Create an environment that makes work fun. Cold calling is not the easiest job - and if you don’t create a fun work environment, I can guarantee that your inside sales reps will leave. I suggest a more relaxed environment - this doesn’t mean you can wear your sweatpants to work, but let your reps wear jeans if they want to. If music playing in the background will motivate them to make more dials, then let them listen. Reward your reps with an afternoon break to get a coffee, or to go outside and throw the football around. Laugh with your reps daily - make them excited to come to work every day.

Communicate with your reps, and take a look at your management style. Help lead your reps to be better at what they do - don’t nag them in doing so. I’ve seen sales managers that do this and you guessed it - their turnover rates are extremely high. Work as a team to help them reach their goals and make sure to comment on the areas that they are doing well in. Sit with them on the phone and always give them positive feedback. If they are weak in a certain area, don’t be negative - simply suggest “Let’s try XYZ and see if we get the prospect talking more.
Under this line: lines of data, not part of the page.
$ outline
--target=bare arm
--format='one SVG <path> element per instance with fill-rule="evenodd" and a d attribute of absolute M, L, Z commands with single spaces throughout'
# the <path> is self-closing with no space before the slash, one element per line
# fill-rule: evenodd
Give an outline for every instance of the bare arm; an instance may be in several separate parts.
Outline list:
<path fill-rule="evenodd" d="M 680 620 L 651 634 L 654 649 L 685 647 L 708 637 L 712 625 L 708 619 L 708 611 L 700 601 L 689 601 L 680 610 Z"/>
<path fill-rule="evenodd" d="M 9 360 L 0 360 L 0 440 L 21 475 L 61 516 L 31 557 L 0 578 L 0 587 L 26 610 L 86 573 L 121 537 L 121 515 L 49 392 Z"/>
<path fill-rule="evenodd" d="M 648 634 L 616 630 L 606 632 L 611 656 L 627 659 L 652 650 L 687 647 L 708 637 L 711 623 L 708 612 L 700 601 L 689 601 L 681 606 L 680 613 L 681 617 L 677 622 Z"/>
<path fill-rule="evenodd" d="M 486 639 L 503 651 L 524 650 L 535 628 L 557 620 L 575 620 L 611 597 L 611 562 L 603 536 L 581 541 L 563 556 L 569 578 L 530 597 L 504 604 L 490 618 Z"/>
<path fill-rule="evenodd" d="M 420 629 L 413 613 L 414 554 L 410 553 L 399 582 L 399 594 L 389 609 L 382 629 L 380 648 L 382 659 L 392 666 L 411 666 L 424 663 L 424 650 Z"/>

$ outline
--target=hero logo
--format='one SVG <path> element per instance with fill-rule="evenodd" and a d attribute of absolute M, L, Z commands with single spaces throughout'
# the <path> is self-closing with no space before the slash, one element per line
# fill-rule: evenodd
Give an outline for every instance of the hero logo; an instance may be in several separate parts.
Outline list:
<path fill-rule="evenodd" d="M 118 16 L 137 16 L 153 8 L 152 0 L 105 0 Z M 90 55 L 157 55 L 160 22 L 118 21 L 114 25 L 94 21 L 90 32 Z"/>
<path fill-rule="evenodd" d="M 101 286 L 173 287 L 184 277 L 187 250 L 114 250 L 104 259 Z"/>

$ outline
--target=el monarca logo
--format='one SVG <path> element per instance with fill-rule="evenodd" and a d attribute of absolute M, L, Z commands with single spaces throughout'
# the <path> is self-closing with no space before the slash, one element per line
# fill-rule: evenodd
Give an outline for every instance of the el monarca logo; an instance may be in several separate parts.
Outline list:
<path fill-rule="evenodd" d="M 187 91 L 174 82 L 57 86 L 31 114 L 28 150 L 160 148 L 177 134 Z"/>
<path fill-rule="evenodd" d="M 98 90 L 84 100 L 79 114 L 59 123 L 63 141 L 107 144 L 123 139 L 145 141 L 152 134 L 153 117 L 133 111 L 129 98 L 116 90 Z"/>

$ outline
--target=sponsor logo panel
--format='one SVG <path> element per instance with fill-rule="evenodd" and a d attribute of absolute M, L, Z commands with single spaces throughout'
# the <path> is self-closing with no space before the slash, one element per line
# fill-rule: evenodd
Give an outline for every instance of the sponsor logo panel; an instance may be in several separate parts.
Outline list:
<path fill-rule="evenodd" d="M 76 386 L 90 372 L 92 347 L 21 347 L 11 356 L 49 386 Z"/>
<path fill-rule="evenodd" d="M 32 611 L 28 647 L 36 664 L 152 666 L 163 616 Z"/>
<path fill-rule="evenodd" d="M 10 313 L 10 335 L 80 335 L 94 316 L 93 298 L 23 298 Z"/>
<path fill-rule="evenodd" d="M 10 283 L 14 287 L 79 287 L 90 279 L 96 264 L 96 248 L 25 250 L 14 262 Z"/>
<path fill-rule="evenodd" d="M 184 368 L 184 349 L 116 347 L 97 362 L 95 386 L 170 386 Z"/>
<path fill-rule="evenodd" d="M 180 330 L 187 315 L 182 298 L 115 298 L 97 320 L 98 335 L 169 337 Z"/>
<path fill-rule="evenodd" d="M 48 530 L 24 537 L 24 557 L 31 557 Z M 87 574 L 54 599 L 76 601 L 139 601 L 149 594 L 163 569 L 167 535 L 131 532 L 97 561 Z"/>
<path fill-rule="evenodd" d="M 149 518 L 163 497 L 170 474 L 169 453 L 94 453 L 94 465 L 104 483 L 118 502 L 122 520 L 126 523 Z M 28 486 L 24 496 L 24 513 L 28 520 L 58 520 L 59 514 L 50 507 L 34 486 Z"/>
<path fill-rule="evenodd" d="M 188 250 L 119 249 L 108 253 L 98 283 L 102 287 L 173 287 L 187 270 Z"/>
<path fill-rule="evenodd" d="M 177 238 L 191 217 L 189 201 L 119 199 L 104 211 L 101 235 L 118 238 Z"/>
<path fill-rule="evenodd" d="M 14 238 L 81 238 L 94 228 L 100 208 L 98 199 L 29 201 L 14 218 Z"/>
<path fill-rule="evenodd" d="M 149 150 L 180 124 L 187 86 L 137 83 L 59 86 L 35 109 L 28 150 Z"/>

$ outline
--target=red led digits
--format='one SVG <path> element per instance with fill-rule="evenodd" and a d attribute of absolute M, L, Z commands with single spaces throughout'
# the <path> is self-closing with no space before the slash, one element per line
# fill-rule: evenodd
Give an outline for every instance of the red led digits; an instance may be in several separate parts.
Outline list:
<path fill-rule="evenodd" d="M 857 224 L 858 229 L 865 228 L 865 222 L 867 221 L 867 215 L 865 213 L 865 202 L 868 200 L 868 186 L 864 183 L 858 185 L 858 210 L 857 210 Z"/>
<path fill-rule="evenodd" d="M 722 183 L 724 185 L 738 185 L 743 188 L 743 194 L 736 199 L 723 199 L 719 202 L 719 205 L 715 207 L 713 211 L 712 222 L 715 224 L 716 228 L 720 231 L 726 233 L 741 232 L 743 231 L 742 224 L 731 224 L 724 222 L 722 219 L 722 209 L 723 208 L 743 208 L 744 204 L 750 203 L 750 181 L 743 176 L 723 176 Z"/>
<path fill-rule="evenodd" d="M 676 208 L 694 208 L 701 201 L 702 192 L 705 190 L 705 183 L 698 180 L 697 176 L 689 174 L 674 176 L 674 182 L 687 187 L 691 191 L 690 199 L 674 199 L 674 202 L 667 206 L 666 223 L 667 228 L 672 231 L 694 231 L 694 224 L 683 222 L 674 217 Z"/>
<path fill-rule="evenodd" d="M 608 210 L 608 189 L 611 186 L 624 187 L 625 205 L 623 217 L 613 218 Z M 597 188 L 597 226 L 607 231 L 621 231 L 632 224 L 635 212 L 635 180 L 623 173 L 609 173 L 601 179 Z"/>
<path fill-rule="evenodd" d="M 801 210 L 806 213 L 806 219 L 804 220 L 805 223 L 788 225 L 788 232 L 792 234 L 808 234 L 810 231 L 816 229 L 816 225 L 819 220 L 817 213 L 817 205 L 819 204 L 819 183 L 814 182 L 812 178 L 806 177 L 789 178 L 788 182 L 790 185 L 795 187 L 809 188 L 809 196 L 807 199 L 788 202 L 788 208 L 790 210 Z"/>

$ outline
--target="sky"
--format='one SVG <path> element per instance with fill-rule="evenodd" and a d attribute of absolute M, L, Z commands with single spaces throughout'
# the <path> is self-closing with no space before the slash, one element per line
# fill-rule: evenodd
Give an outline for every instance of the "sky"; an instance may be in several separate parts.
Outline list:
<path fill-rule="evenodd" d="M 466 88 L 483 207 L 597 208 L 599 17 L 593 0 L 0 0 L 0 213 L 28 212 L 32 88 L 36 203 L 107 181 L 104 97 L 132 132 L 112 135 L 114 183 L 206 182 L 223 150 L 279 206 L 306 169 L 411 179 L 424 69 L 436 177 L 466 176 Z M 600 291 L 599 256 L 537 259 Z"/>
How about I check in on Friday and we can talk about the trends you have been seeing as result of this change.” Sometimes it’s all about the tone - reps want to feel comfortable and not have their heart drop every time you ask to sit with them - make it a fun experience versus a dreaded experience. 

These are my top three ways to decrease turnover rates. You will notice I didn’t mention compensation once. Money isn’t everything, so even if you are paying your reps well, it doesn’t mean you won’t have a high turnover rate. Make sure that you are hiring the right person that is the right fit and that you are creating an environment where your reps are excited to be.